Fig. 4.

Cyr61 promotes CRC cell migration and invasion via α_Vβ₅/FAK/NF‐κB signaling pathway. (A) Representative images of transwell migration assays for HCT8 and DLD1 cells with integrin β₅ knockdown or treated with integrin α_Vβ₅ inhibitor EMD 121974 (EMD) before treated with rCyr61 (20 ng·mL⁻¹).
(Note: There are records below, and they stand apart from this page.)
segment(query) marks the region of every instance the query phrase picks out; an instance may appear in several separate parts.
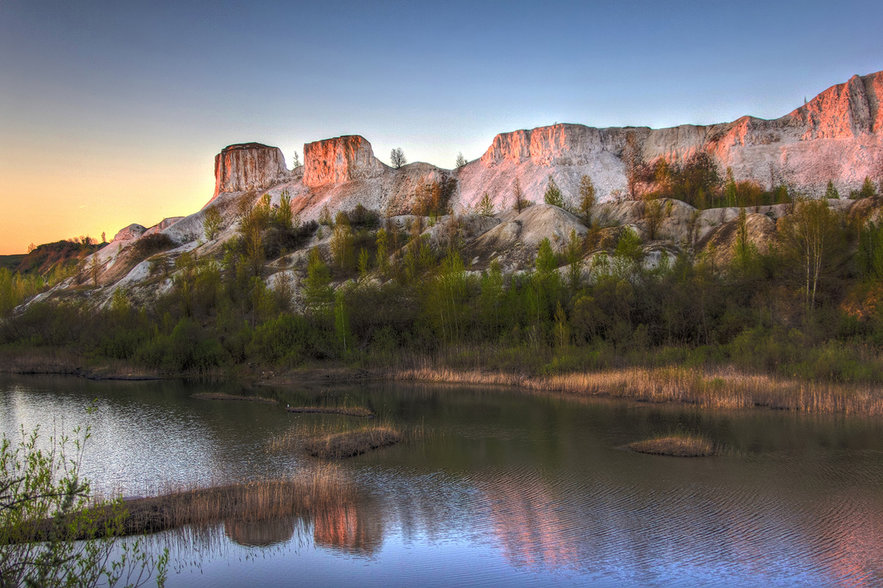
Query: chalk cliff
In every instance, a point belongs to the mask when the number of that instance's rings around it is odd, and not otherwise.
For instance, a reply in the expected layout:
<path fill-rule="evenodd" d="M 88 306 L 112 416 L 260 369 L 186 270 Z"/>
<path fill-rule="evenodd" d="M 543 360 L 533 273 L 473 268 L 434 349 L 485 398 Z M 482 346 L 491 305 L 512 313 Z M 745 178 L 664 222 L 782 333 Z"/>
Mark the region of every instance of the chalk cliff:
<path fill-rule="evenodd" d="M 515 181 L 525 197 L 543 198 L 551 175 L 574 197 L 580 178 L 592 178 L 601 201 L 627 192 L 626 152 L 644 161 L 684 161 L 708 153 L 736 180 L 764 187 L 787 184 L 820 195 L 829 180 L 841 193 L 860 187 L 865 176 L 883 176 L 883 72 L 853 76 L 778 119 L 744 116 L 715 125 L 594 128 L 556 124 L 501 133 L 477 160 L 456 170 L 411 164 L 393 170 L 379 161 L 371 144 L 348 135 L 304 145 L 304 166 L 285 168 L 281 151 L 260 143 L 230 145 L 215 158 L 215 193 L 254 189 L 274 198 L 287 191 L 303 218 L 324 207 L 332 212 L 363 204 L 381 212 L 403 212 L 421 183 L 457 180 L 455 210 L 474 207 L 487 193 L 498 208 L 508 207 Z"/>
<path fill-rule="evenodd" d="M 228 145 L 215 156 L 215 198 L 222 192 L 263 190 L 288 176 L 278 147 L 261 143 Z"/>
<path fill-rule="evenodd" d="M 860 187 L 865 176 L 883 176 L 883 72 L 853 76 L 828 88 L 785 116 L 745 116 L 730 123 L 666 129 L 593 128 L 558 124 L 497 135 L 477 161 L 459 173 L 459 203 L 474 206 L 487 192 L 498 204 L 511 199 L 517 178 L 525 195 L 542 198 L 552 175 L 575 194 L 589 175 L 601 200 L 627 188 L 624 155 L 632 145 L 644 161 L 683 161 L 711 155 L 721 172 L 762 186 L 784 183 L 809 195 L 829 180 L 841 192 Z"/>
<path fill-rule="evenodd" d="M 358 135 L 304 145 L 303 183 L 310 188 L 377 177 L 385 168 L 371 143 Z"/>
Scale bar = 100 μm, n = 3. (B) Representative images of wound‐healing assays for HCT116 and DLD1 cells with integrin β₅ knockdown or treated with integrin α_Vβ₅ inhibitor EMD before treated with rCyr61 (20 ng·mL⁻¹). n = 3. (C) Western blot analysis the expression of p‐FAK, FAK, p‐Ikb‐α, t‐Ikb‐αP65, and P65 in HCT8 cells with integrin β₅ knockdown or with integrin α_Vβ₅ inhibitor EMD. GAPDH, β‐actin, and Lamin A were used as the controls. (D) Confocal microscopy assays were performed to detect the expression of p‐FAK and subcellular localization of P65 in HCT8 cells with integrin β₅ knockdown or treated with integrin α_Vβ₅ inhibitor EMD. Scale bar = 50 μm. (E) Autopsy and H&E staining of the livers in the nude mice by in vivo liver metastasis assays (n = 5 per group). The arrows indicated the liver metastasis. Black scale bar = 1000 μm. White scale bar = 100 μm. (F) Incidence of liver metastasis in the nude mice in vivo liver metastasis assays. (G) Number of tumor foci on liver surface in the nude mice in vivo liver metastasis assays. (H) Kaplan–Meier survival analysis of the nude mice. NC, negative control. Values are represented as mean ± SD. *P < 0.05, **P < 0.01, ***P < 0.001, by two‐tailed Student's t‐test and one‐way ANOVA (A, B, G).